Capito alluded to the possibility of changing that 90-10 federal and state cost split.
“We did expand in West Virginia, and we’ve been expanded for a long time,” Capito said in the briefing.
“You’re reimbursed at a higher rate for the expansion population than you are for the general Medicaid population, which Medicaid was created for to begin with — disabled children, folks that can’t work, people with disabilities or low, low, low low incomes and are unable to get health care any other way. And so we don’t want to jeopardize what the core mission of Medicaid is and should be.”
West Virginia ‘trigger’ bill set aside
West Virginia legislators, considering the possibility of that change coming down, briefly considered a “trigger” bill that could have helped state government avoid a cost shift of an estimated $160 million.
Under the bill, if federal officials were to cut the amount West Virginia is reimbursed for the healthcare expenses of its Medicaid expansion population, delegates are preparing a refusal to fill the gap.
Last week, legislative leaders moved the bill to an inactive calendar with the conclusion of the regular legislative session rapidly approaching.
The deputy speaker of the House of Delegates, Matthew Rohrbach, told reporters that occurred because he’d received strong assurances “from someone dealing with the negotiations in Washington: they’ve heard us loud and clear. These changes to Medicaid don’t appear as though now they are going to occur.”

House Finance Chairman Vernon Criss, just after delegates passed a general revenue budget of more than $5 billion last week, said state lawmakers have been trying to figure out ways to be in position if the federal government makes changes to a big program like Medicaid.
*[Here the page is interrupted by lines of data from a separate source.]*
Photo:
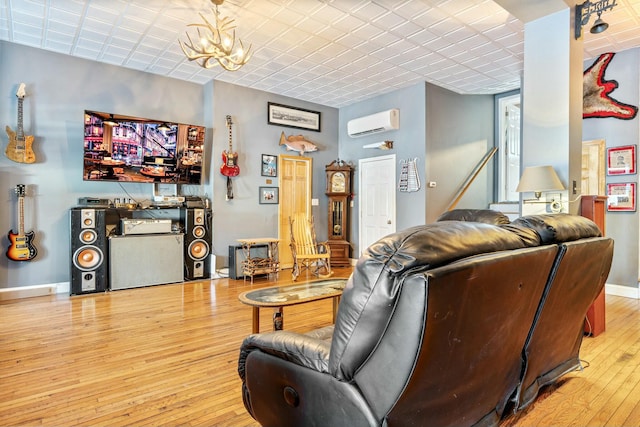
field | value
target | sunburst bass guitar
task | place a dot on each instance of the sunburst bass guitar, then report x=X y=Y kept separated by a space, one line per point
x=21 y=244
x=20 y=145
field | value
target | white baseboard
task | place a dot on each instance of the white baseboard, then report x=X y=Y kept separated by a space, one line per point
x=622 y=291
x=33 y=291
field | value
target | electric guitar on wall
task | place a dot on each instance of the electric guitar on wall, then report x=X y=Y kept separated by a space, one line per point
x=21 y=248
x=19 y=148
x=229 y=166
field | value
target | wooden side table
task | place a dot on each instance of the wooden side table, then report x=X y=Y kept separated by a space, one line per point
x=594 y=208
x=252 y=266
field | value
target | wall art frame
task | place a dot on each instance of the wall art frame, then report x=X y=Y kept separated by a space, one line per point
x=293 y=117
x=621 y=160
x=268 y=195
x=621 y=197
x=269 y=165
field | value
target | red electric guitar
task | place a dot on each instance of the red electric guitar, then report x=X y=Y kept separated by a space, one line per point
x=21 y=248
x=20 y=145
x=229 y=166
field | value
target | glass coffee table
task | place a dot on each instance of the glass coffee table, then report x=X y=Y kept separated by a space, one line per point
x=282 y=296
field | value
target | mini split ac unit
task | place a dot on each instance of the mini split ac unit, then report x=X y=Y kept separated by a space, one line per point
x=375 y=123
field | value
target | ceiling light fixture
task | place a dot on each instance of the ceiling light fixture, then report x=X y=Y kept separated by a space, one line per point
x=216 y=44
x=583 y=14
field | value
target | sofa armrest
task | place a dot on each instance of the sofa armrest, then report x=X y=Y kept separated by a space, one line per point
x=300 y=349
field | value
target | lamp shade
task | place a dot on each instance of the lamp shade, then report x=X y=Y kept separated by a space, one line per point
x=538 y=179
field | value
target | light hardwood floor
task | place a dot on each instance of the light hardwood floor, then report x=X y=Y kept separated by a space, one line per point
x=167 y=355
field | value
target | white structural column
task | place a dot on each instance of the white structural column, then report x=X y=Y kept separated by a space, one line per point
x=552 y=96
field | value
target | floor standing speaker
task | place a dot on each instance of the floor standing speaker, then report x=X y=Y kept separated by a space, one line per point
x=89 y=268
x=197 y=243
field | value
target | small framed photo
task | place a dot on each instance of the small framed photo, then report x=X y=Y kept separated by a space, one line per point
x=283 y=115
x=621 y=160
x=268 y=195
x=269 y=165
x=621 y=197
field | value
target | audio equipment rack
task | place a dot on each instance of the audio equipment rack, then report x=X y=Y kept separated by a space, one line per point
x=102 y=248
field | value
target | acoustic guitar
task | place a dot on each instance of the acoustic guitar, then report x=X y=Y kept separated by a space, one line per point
x=21 y=247
x=20 y=145
x=230 y=166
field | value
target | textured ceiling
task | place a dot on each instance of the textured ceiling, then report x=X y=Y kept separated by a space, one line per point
x=331 y=52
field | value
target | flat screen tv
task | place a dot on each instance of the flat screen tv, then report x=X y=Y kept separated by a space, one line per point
x=123 y=148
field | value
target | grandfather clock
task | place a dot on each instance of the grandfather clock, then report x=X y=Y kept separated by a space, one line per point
x=339 y=192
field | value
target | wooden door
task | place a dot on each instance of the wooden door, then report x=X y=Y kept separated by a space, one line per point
x=296 y=174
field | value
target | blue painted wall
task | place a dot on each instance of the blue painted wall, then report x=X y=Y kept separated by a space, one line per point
x=621 y=226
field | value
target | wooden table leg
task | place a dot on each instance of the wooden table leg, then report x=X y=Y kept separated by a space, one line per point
x=278 y=319
x=256 y=320
x=336 y=303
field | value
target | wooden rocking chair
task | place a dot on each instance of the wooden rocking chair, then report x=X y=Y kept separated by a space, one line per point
x=306 y=252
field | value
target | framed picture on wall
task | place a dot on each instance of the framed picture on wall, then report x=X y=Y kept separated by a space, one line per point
x=621 y=160
x=621 y=197
x=268 y=195
x=293 y=117
x=269 y=165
“It seems that we’ve been reassured that they have decided to do something other than that,” Criss said. “We’re still not sure, but it was enough comfort to the leadership to be able to pull that off the calendar — and if we need to do it at a later time, we’ll do it at a later time.”
‘Swiftly oppose cuts’

Kelly Allen, executive director of the West Virginia Center on Budget & Policy think tank, said cuts to Medicaid would touch off a firestorm of response.
“As we saw this week in Charleston, Medicaid has a large, broad constituency that will swiftly oppose cuts that shift costs to the state, where legislative leaders have already made clear they will not be able to pick up additional costs,” Allen said.
“Without additional state dollars, each of the changes under consideration will inevitably result in cuts in enrollment, cuts to benefits, reductions in provider reimbursements, or some combination of all three.”
She said the current federal budget path would add to the nation’s debt, not reduce it. That’s a view shared by the fiscally-conservative Cato Institute.
“If our Congressional delegation is truly concerned about the debt,” Allen said, “they should abandon this reconciliation process altogether, which would add more to the deficit than the American Rescue Plan Act, CARES Act, and Bipartisan Infrastructure Laws combined.”